Nous irons, cœurs défaits, sous la voûte constellée de promesses enfuies, loin des places fortes et des palais perchés, vers ces contrées que protègent les frondaisons, et nous couchant sereins dans les maisons sans portes, à l’antre noire des cavernes, sous le ciel des clairières, nous entendrons sonner l’onde claire des mondes déchus.
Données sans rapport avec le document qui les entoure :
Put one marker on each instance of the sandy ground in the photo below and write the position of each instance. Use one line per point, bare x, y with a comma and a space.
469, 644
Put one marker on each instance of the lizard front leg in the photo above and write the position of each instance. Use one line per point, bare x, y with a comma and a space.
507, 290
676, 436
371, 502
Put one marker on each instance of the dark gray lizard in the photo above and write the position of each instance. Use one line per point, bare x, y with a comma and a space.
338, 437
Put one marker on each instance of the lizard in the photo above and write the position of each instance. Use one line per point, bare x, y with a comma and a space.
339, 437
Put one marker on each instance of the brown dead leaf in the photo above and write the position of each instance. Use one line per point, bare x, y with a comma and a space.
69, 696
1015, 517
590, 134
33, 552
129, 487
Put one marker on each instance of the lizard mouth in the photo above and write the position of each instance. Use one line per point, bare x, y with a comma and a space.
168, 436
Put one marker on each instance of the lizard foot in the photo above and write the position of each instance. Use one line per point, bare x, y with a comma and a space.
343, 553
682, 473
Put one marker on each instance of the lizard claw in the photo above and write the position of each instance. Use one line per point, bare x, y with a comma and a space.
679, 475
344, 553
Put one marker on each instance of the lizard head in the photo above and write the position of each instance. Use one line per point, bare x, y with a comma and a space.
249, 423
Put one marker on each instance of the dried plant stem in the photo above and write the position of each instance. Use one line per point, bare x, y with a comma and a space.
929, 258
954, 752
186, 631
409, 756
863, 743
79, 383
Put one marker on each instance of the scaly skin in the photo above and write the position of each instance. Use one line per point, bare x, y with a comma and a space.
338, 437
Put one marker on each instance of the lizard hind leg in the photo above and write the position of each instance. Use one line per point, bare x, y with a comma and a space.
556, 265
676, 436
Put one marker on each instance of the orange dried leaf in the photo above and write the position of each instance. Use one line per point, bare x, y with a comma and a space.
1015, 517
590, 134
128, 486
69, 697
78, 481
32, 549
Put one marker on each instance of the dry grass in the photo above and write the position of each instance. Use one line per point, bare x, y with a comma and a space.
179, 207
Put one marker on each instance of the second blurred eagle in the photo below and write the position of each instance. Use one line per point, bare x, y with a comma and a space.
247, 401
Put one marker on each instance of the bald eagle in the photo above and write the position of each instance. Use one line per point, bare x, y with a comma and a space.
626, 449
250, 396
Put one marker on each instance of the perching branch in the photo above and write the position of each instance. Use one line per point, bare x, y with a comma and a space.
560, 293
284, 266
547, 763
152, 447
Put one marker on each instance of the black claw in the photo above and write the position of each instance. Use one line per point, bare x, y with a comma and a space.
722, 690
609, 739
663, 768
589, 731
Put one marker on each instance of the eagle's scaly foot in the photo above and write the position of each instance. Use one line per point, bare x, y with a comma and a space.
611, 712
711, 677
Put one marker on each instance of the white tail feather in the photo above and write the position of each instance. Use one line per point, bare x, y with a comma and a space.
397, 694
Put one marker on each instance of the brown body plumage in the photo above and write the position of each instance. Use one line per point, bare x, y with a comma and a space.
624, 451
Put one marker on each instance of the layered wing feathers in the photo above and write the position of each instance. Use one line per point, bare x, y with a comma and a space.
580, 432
Nous irons, épuisant la nuit, lardant le jour de nos lames blanches, délivrés du temps qui aliène, nous les gueux, les nuisibles ou les faibles, nous marcherons sur les vestiges égarés des possibles, nous devancerons les traces invisibles de ceux que nous aurions été, défrichant les voies que de sombres volontés abandonnèrent aux ronces.
Ensemble nous referons les places fourmillantes de vie les ateliers les boutiques les bals et les fêtes, et réduisant les frontières aveugles, nous forgerons le partage nous scellerons la justice universelle nous écrirons la langue confraternelle qui unit le monde.
Et dans les hautes herbes battues par le vent du soir s’abîmera l’horizon glauque des autoroutes et des rond-points, sous les feux ardents de l’espoir pourrira la tôle des zones marchandes, et la terre féconde engloutira les pavillons sans âme.
Foin des cupides qui menèrent le monde, ils s’éteindront dans le pâle souvenir de leurs allants égoïstes !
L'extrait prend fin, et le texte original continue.